ADR研修ノート 信頼関係の強さが解決できる課題を決する
12月4日,5日と,近司連主催の,和田直人先生のADRトレーニングがありました。
私は,4日は全日参加でしたが,5日は,ちょっとした事情で1時間半ほどの遅刻での参加となりました。
標記の,「信頼関係の強さが解決できる課題を決する」というのは,和田先生の言葉通りではないですが,というか短い言葉で表現しにくいのですが,今回教わったことでした。
信頼関係が乏しければ,いきなり大きな問題を解決することはできない。でも,小さな課題を解決すれば,それが信頼関係を強くする。そうすれば,そこで解決できる課題もレベルアップする。ミディエーションはその繰り返しだ。ということです。
これは,以前,ロサンゼルスの弁護士で調停人のフォレスト・モステンさんに教わったことと通底しているように思います。
モステンさんは,ミディエーションは「ベイビーステップだ」と言っておられました。焦ってはいけない。一足飛びにはいかない。少しずつ進んでいくのだ。ということです。
和田先生が言っておられたことは,このモステンさんの言葉をより明確にするものと私には受け取れました。ただゆっくりというよりも,信頼関係の度合いに応じてということなのですね。なるほどと思いました。
今回の研修のテーマは,「ケースマネジメント」ということになります。「ケースマネジメント」というのは,狭義のミディエーション(両当事者を交えた話し合いのセッション)以外の全ての課程を指します。申込みの受付をしたり,相手に連絡をとって,期日を設定したり,等々です。

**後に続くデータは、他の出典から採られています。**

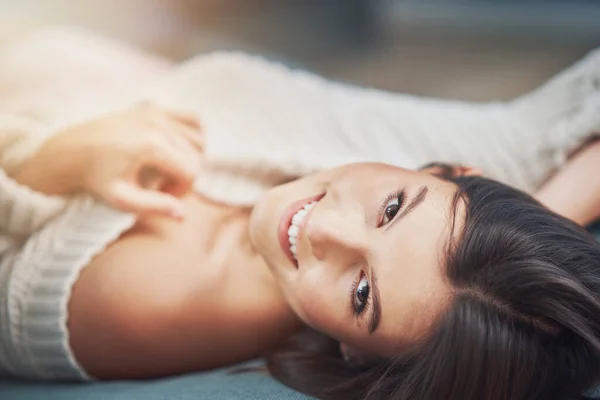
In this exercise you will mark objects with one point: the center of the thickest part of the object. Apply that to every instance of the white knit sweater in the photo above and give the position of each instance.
(264, 124)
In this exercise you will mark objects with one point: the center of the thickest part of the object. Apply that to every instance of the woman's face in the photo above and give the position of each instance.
(366, 266)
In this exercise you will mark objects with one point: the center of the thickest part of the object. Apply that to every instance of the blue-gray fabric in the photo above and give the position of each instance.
(215, 385)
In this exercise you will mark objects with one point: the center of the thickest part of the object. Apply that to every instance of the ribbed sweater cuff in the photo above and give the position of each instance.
(41, 286)
(22, 210)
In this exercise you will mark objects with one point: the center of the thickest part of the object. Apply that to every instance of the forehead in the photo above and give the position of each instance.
(409, 264)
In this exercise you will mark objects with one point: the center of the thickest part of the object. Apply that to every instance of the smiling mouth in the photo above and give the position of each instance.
(296, 224)
(292, 223)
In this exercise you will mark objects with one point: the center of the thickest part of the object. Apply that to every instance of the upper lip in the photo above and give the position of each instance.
(291, 211)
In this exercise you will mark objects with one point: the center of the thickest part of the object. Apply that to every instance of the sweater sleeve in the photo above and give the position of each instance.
(22, 210)
(266, 123)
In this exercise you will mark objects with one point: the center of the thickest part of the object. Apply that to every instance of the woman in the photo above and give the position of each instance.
(432, 284)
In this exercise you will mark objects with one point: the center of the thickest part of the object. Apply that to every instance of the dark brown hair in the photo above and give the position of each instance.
(523, 323)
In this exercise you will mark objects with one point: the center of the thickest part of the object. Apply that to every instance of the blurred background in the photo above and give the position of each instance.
(465, 49)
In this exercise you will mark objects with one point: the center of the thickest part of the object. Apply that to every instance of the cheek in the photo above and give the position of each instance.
(323, 301)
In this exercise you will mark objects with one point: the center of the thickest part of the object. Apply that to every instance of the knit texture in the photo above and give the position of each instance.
(265, 124)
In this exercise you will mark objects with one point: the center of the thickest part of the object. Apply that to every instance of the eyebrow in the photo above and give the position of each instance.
(375, 317)
(414, 203)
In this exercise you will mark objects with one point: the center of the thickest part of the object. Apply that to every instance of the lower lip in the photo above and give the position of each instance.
(286, 220)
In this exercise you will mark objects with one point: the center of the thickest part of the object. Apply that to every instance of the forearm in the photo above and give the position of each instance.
(56, 169)
(574, 191)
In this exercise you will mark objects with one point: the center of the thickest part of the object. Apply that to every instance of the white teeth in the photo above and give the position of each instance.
(294, 226)
(297, 219)
(293, 231)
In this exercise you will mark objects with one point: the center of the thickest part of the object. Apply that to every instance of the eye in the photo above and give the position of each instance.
(391, 207)
(361, 295)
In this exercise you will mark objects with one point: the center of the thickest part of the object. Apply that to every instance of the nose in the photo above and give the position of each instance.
(337, 236)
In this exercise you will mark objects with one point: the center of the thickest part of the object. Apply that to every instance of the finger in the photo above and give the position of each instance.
(192, 158)
(130, 198)
(172, 163)
(186, 119)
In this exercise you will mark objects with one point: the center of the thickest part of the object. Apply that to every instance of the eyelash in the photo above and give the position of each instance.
(359, 310)
(395, 194)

これはとても重要な課程です。それがなければ,ミディエーションは成り立ちません。「調停センター」ということになると,この課程を,だれがどのように担当するかということを決めておく必要があります。
所謂ミディエーショントレーニングというのは,上記の狭義のミディエーションのトレーニングであることがほとんどですので,このケースマネージメントのトレーニングというのは希少です。

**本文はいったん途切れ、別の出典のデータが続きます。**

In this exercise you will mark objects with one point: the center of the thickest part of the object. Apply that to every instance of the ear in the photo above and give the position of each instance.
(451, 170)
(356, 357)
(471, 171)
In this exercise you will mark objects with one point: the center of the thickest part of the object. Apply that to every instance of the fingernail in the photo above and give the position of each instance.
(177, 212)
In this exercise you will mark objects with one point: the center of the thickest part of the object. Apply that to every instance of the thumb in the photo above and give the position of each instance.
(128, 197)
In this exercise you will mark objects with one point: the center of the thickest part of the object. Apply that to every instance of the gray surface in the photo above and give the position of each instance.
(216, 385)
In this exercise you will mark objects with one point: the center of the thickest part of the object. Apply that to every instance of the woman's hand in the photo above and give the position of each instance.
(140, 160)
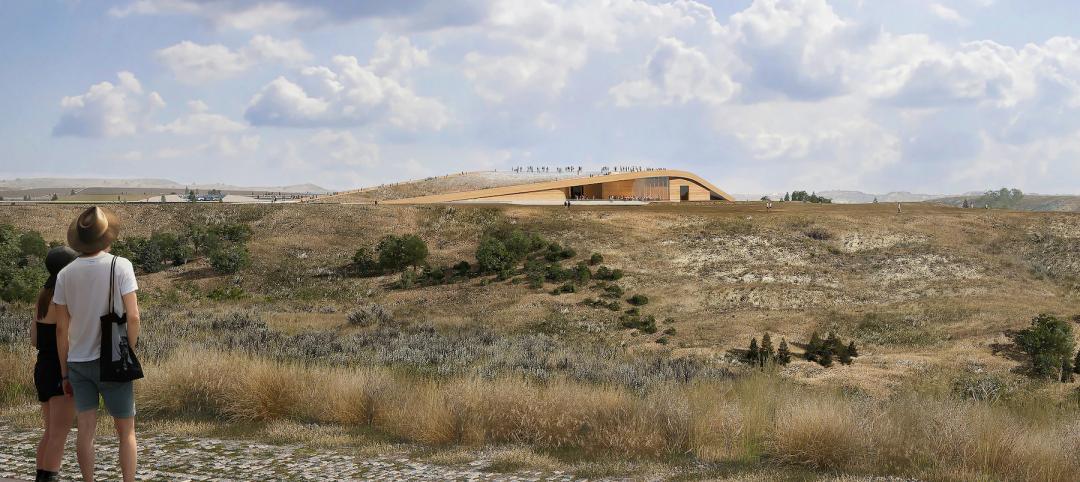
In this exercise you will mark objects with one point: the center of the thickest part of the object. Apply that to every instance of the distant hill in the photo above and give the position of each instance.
(840, 197)
(82, 183)
(1029, 202)
(860, 197)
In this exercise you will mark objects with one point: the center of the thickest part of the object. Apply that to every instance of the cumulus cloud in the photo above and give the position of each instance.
(256, 14)
(347, 93)
(395, 55)
(108, 109)
(193, 63)
(200, 121)
(676, 74)
(947, 14)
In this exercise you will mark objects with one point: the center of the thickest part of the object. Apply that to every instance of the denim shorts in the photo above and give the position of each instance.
(85, 378)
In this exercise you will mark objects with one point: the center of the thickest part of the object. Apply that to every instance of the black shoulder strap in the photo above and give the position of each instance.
(112, 276)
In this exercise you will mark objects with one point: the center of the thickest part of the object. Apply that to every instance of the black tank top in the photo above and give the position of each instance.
(46, 343)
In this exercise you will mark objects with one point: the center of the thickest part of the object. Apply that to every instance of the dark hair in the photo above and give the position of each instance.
(44, 298)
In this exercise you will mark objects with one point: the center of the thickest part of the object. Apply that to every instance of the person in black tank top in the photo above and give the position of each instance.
(56, 407)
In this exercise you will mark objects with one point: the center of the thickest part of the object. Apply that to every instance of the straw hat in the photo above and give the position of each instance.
(93, 230)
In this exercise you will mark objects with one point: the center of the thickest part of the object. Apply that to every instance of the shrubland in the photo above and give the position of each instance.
(643, 352)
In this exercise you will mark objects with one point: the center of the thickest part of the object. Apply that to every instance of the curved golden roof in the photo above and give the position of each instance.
(561, 184)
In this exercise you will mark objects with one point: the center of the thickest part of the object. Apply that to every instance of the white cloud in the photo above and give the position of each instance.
(676, 74)
(193, 63)
(253, 14)
(947, 14)
(200, 121)
(394, 56)
(108, 110)
(345, 94)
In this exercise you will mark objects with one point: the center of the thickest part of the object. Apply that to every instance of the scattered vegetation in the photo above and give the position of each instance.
(1050, 345)
(804, 197)
(223, 243)
(824, 352)
(22, 264)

1日目のワークは,ケースマネージメントにはどういうものがあるか,それはそれぞれ誰が担当するのが妥当か,ケースマネージャーの権限の範囲はどこまでか,ということについてのグループ討論でした。2日目のメインは,調停の相手方へのファーストコンタクトのロールプレイでした。

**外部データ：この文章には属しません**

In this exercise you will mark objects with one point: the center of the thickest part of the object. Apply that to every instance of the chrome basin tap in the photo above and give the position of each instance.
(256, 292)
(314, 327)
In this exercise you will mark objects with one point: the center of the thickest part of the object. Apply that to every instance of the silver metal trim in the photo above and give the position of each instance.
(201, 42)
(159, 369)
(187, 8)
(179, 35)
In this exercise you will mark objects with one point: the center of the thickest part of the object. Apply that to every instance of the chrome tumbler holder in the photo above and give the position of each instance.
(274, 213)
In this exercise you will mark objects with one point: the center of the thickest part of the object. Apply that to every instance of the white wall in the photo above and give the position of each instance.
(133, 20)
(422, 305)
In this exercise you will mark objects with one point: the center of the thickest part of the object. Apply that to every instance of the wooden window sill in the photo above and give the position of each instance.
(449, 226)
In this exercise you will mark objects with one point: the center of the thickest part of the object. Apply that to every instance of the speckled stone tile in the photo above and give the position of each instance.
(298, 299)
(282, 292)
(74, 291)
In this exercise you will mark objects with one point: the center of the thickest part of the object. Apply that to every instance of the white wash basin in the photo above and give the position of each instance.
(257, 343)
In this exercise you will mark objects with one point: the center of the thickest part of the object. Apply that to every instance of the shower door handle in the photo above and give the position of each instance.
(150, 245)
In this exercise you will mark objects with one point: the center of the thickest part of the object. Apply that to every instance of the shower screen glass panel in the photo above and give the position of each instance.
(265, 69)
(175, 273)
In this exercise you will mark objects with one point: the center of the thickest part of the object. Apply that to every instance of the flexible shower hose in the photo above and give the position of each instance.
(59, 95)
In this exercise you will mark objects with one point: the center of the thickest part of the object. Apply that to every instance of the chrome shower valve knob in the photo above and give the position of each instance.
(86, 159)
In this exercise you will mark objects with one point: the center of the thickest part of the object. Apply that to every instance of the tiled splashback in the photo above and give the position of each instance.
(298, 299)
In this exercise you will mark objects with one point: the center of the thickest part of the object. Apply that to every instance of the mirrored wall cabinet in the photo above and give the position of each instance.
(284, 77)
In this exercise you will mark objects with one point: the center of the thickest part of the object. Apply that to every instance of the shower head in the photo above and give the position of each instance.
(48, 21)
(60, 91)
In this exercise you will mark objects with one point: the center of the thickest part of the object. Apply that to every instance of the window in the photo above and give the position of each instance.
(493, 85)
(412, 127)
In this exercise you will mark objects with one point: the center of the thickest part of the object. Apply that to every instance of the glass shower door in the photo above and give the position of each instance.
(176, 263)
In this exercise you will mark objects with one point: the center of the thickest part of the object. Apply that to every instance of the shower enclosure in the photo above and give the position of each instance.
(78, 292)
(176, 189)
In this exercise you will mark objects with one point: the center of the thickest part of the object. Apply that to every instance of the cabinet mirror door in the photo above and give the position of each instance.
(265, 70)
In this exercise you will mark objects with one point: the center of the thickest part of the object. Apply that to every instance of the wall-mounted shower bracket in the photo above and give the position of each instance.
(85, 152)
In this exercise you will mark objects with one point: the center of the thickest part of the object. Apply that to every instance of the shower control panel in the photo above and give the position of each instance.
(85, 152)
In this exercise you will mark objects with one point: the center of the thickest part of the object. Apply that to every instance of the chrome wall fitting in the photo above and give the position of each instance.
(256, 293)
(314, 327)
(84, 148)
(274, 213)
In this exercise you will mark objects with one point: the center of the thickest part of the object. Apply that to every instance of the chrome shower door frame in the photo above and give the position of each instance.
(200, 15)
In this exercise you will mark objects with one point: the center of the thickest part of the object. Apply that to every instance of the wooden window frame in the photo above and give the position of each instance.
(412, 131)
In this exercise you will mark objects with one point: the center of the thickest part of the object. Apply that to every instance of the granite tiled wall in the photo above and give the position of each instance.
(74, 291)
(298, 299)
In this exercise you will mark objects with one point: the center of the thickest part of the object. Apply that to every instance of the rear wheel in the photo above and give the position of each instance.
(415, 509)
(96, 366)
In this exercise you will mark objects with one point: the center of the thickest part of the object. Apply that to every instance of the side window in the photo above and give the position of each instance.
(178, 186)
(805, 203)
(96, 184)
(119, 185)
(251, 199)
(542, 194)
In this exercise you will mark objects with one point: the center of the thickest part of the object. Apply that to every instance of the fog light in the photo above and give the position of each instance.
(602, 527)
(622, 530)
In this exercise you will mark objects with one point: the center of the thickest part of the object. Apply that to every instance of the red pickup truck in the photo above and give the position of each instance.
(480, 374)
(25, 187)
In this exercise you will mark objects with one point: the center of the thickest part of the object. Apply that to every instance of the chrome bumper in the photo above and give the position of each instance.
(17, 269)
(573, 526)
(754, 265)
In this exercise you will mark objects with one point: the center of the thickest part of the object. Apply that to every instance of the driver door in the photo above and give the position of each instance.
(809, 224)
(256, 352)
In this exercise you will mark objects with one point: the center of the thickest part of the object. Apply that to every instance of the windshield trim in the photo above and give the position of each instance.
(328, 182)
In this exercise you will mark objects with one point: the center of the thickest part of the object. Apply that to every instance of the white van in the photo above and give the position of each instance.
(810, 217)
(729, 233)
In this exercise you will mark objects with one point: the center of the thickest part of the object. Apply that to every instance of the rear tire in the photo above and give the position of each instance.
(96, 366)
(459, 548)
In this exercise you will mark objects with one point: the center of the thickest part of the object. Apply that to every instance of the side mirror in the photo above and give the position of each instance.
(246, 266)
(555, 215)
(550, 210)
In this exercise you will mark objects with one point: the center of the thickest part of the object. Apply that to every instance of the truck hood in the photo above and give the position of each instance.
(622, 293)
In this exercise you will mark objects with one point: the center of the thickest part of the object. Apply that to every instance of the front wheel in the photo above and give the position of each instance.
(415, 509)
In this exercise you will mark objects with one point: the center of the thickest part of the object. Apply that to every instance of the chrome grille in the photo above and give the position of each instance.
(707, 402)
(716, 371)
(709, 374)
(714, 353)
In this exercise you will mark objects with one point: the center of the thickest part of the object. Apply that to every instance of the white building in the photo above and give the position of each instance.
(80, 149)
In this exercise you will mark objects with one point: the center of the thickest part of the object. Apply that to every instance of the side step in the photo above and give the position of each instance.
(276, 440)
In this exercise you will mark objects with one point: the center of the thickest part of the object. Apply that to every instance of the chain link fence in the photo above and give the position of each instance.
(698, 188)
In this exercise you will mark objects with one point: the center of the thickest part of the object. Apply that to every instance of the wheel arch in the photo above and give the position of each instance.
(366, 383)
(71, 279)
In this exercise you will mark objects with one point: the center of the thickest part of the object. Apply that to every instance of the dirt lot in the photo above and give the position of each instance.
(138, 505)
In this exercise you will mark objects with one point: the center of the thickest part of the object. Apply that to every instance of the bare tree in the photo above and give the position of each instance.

1日目のワークでは,調停センターでよくあることとして,ケースマネージャーがミディエーターに介入してしまうということが言われていました。
私自身,言われてみると,そういうことがないわけではありません。ある意味,一番痛い指摘といえるかもしれません。
先日の廣田先生の「紛争解決学」の講義では,紛争解決のために,使えるものは何でも使うという考え方と受け取りました。私の考えも,多分それに近いというか,そちらにシンパシーを感じます。
それは,それでいいと思っていますが,システムとなるとそういうわけにもいかないかもしれません。チームとして仕事をしていく必要がありますからね。所謂トレーニングの「ベテラン」は,それをもっと自覚すべきなのでしょう。
2日目のロールプレイは,1つのロールプレイを半日かけて行われました。ロールプレイ自体の時間も1時間ぐらいとりましたし,振り返りの時間もかなりとりました。
これぐらい時間をとるのは,贅沢ですが,とてもいいと思いました。
「ロールプレイを生かすのは当事者役にかかっている。」「ロールプレイを教材として生かせるかどうかは,観察者にかかっている。」だそうです。
ロールプレイで何を学んだか
私自身は,まず,相手のニーズに応じて話をすること。また,ケースマネージメントでも”傾聴”が大事だということです。ミディエーションの場では意識することが,場面が変わると忘れてしまうということがあります。やはり,ミディエーションの手続きは,全ての課程で同じことが問われるのだなあと思いました。
振り返り,も傾聴です。ロールプレイの感想をじっくり聴くということが,それ自体傾聴のトレーニングだと思います。
しかし,1日目は,このプログラムでは,初学者の方は一体どうなってしまうんだろう?と大変心配しました。ところが不思議なことに(?),2日目もほとんど欠席者はなく,結構みんな集中して取り組んでいるように見えました。2日目終了時には初学者方の評価も上々であったようです。「恐るべし。和田マジック」と,感嘆に近いものを感じました。